For a while I used coding agents for small, self-contained things. Refactor this method. Rename this variable. Extract this into a function. Safe, short instructions where the agent couldn't go too far off track.
But I kept seeing people push further — giving agents a longer leash, taming them into handling real features end to end. And it was working. The gap between what I was doing and what seemed possible was growing.
So I started trying. And the results were mixed. Sometimes the agent would nail it. Other times it would go in circles, making reasonable-looking choices that were completely wrong for the project. Wrong abstraction. Wrong assumptions about the data model.
The difference, I've come to believe, is context. Not prompt engineering tricks, not model selection. Context — how much of it you provide, and how you provide it.
The colleague problem
When I sit down with a colleague to discuss a feature, we share a tremendous amount of context without even thinking about it. We both know the codebase. We both know the users. We both know the last three decisions that shaped the architecture. We both know which parts of the system are fragile and which are rock solid.

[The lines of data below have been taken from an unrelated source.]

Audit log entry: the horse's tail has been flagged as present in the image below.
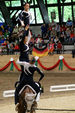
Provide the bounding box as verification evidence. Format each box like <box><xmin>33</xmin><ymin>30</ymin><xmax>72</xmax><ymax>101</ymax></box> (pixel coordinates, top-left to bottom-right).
<box><xmin>15</xmin><ymin>81</ymin><xmax>20</xmax><ymax>88</ymax></box>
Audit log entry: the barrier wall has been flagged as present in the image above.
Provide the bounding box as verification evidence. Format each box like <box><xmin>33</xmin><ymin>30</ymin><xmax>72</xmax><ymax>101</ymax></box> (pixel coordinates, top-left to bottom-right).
<box><xmin>0</xmin><ymin>54</ymin><xmax>75</xmax><ymax>72</ymax></box>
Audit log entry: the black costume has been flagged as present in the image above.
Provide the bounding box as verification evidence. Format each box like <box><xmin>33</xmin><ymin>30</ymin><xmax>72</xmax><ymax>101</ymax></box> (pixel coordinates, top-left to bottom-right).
<box><xmin>19</xmin><ymin>30</ymin><xmax>29</xmax><ymax>81</ymax></box>
<box><xmin>18</xmin><ymin>10</ymin><xmax>31</xmax><ymax>26</ymax></box>
<box><xmin>15</xmin><ymin>60</ymin><xmax>44</xmax><ymax>105</ymax></box>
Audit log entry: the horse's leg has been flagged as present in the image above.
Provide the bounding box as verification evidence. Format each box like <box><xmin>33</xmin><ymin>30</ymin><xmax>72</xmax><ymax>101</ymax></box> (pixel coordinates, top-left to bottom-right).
<box><xmin>18</xmin><ymin>101</ymin><xmax>27</xmax><ymax>113</ymax></box>
<box><xmin>18</xmin><ymin>105</ymin><xmax>26</xmax><ymax>113</ymax></box>
<box><xmin>30</xmin><ymin>101</ymin><xmax>37</xmax><ymax>113</ymax></box>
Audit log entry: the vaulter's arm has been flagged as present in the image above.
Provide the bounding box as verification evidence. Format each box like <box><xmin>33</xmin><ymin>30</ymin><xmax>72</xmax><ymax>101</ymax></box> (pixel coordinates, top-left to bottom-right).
<box><xmin>36</xmin><ymin>67</ymin><xmax>44</xmax><ymax>82</ymax></box>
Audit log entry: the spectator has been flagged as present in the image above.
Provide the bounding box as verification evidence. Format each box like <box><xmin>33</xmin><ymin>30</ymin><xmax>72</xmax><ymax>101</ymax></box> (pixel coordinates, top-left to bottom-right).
<box><xmin>6</xmin><ymin>41</ymin><xmax>10</xmax><ymax>55</ymax></box>
<box><xmin>55</xmin><ymin>23</ymin><xmax>60</xmax><ymax>37</ymax></box>
<box><xmin>57</xmin><ymin>41</ymin><xmax>62</xmax><ymax>54</ymax></box>
<box><xmin>54</xmin><ymin>36</ymin><xmax>59</xmax><ymax>48</ymax></box>
<box><xmin>59</xmin><ymin>33</ymin><xmax>65</xmax><ymax>44</ymax></box>
<box><xmin>47</xmin><ymin>23</ymin><xmax>52</xmax><ymax>36</ymax></box>
<box><xmin>14</xmin><ymin>43</ymin><xmax>20</xmax><ymax>55</ymax></box>
<box><xmin>4</xmin><ymin>29</ymin><xmax>10</xmax><ymax>39</ymax></box>
<box><xmin>9</xmin><ymin>43</ymin><xmax>14</xmax><ymax>54</ymax></box>
<box><xmin>66</xmin><ymin>17</ymin><xmax>73</xmax><ymax>27</ymax></box>
<box><xmin>51</xmin><ymin>19</ymin><xmax>56</xmax><ymax>28</ymax></box>
<box><xmin>50</xmin><ymin>27</ymin><xmax>57</xmax><ymax>39</ymax></box>
<box><xmin>60</xmin><ymin>24</ymin><xmax>66</xmax><ymax>32</ymax></box>
<box><xmin>65</xmin><ymin>28</ymin><xmax>71</xmax><ymax>41</ymax></box>
<box><xmin>69</xmin><ymin>29</ymin><xmax>75</xmax><ymax>43</ymax></box>
<box><xmin>48</xmin><ymin>41</ymin><xmax>54</xmax><ymax>55</ymax></box>
<box><xmin>0</xmin><ymin>28</ymin><xmax>3</xmax><ymax>36</ymax></box>
<box><xmin>0</xmin><ymin>36</ymin><xmax>6</xmax><ymax>45</ymax></box>
<box><xmin>41</xmin><ymin>24</ymin><xmax>47</xmax><ymax>38</ymax></box>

An agent knows none of this. It starts every conversation from zero. And yet I routinely catch myself typing something like "this thing is happening and it shouldn't" and expecting the agent to make the same choices I would.
It won't. It can't. Not because it's incapable, but because it doesn't have the information it needs.
What actually helps
I've started paying attention to what makes a prompt produce good results versus mediocre ones. It's not about writing more. It's about including the right things:
- What I'm building and why. The why matters more than I expected. "Add a login page" and "add a login page because we need to gate access to paid features and our users are non-technical" lead to very different implementations.
- Constraints. What libraries am I already using? What patterns does the codebase follow? What can't change? Normally I provide those in the form of documentation od the project.
- Decisions already made. If I've already decided on JWT over sessions, I say so. Otherwise the agent might pick the other one and I'll waste twenty minutes unwinding it.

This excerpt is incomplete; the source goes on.